Further, the original apostles still serve in essence and wield an influence on the church through the pages of inspiration (Matt. 19:27-28). The very books that they penned affect all who read and apply them. Therefore, apostles is not the present form of government for the New Testament church.
Second Visible, Earthly Church Government: Adult Male Members
Initially, no mention of elders is made in the church in Jerusalem. Elders are first observed in Scripture in Jerusalem after some time passed since the establishment of the church (Acts 11:30). Also, it appears that no elders were appointed in the initial part of Paul's first missionary journey (Acts 13:1-14:21), but that perhaps a year (according to Clarke) after new churches were established, Paul ordained elders in those churches, at the close of that missionary journey (Acts 14:21-23).
Previous to the appointment of elders in the areas of Paul's first missionary tour, in Acts 14:23, brethren were simply referred to as disciples (Acts 13:52; 14:20), whereas in the Jerusalem church (Acts 11:30; 15:2, 4, 6, 22-23; 16:4; 21:18) and later in the Book of Acts (Acts 20:17) and some of the epistles, elders are addressed separately (Eph. 4:11; Phil. 1:1; Jam. 5:14; 1 Pet. 1:5). Also, apparently churches were established on the Island of Crete that were for a time without elders. Titus was instructed to appoint elders in the churches (Titus 1:5).
In the absence of elders, lacking qualified men due to the newness of the conversion of a congregation's members and the newness of the church itself, congregations functioned for a time without elders.
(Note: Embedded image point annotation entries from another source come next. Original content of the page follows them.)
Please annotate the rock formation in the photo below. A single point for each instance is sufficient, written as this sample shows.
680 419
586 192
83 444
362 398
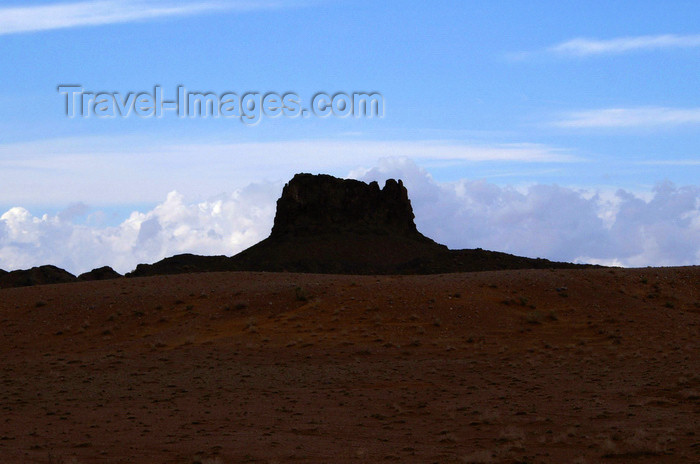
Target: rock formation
36 276
101 273
328 225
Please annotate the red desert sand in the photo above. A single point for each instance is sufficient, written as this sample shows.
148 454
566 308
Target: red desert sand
542 366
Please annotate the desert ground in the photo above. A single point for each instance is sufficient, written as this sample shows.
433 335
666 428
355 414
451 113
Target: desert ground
541 366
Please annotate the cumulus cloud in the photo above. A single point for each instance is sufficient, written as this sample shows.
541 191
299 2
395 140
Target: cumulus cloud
660 227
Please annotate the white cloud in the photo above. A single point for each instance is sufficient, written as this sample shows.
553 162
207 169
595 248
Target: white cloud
14 20
588 47
126 170
223 225
644 117
661 227
554 222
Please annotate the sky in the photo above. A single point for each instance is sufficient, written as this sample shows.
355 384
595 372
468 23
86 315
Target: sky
568 130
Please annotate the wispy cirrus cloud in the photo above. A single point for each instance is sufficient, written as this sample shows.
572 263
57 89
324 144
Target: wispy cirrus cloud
48 16
582 47
642 117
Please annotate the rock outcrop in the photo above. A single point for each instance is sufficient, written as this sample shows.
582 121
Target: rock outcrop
322 204
101 273
328 225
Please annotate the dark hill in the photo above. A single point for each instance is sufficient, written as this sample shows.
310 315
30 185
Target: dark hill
101 273
328 225
36 276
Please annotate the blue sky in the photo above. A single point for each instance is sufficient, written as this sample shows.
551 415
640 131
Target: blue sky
590 96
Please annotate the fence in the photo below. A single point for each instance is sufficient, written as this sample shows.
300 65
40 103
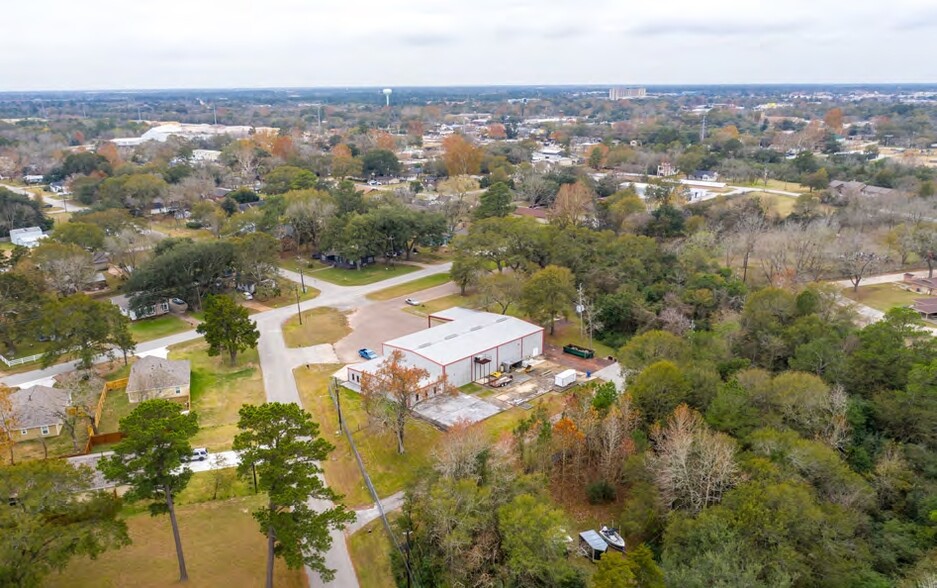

Likewise, today, under similar circumstances, or even should an established work not have qualified men, congregations may have to function for a time without elders. Without elders, congregations of the first century or in our own century, therefore, are authorized to function until qualified men can be appointed.
Since women are restricted from public service in the church over men (1 Tim. 2:11-15; 1 Cor. 14:34-35), women, though, are not authorized to participate in the government of a local congregation. Since believers were identified as men and women (rather than inclusive of children) (Acts 5:14; 8:3, 12; 9:2; 17:4, 12; 22:4), neither are children authorized to participate in the government of a local congregation. Since an individual man is prohibited from governing the church (3 John 9), and because the only plurality of men less than all the male members allowed to rule the church are elders (Acts 14:23; 11:30), and since obviously civil government has no part in governing the spiritual kingdom of God (John 18:36; Acts 5:29), none of these are biblically authorized to govern the Lord's church. Therefore, without men qualified and appointed to be elders, all the male adult members are responsible for the function of a local congregation (until men become qualified to be appointed as elders).
Third Visible, Earthly Church Government: Elders
Those who would be elders must meet divine qualifications (1 Tim. 3:1-7; Titus 1:6-9). Elders are always addressed as a plural number (Acts 11:30; 14:23; 15:2; 20:17; Phil. 1:1; 1 Tim. 5:17; Titus 1:5; Jam. 5:14; 1 Pet. 5:1). The New Testament plainly and unmistakably teaches that God desires that elders govern a local congregation under the authority of Jesus Christ, the chief Elder/Bishop/Shepherd (1 Pet. 2:25; 5:4). When a congregation is governed by duly appointed, biblically qualified elders, Jesus Christ is enabled to most effectively govern that congregation, though he resides in heaven. The goal of every congregation should be the installation of this biblical form of church government. However, in the interim, a congregation is biblically authorized to function without elders, governed by the faithful, adult, male members.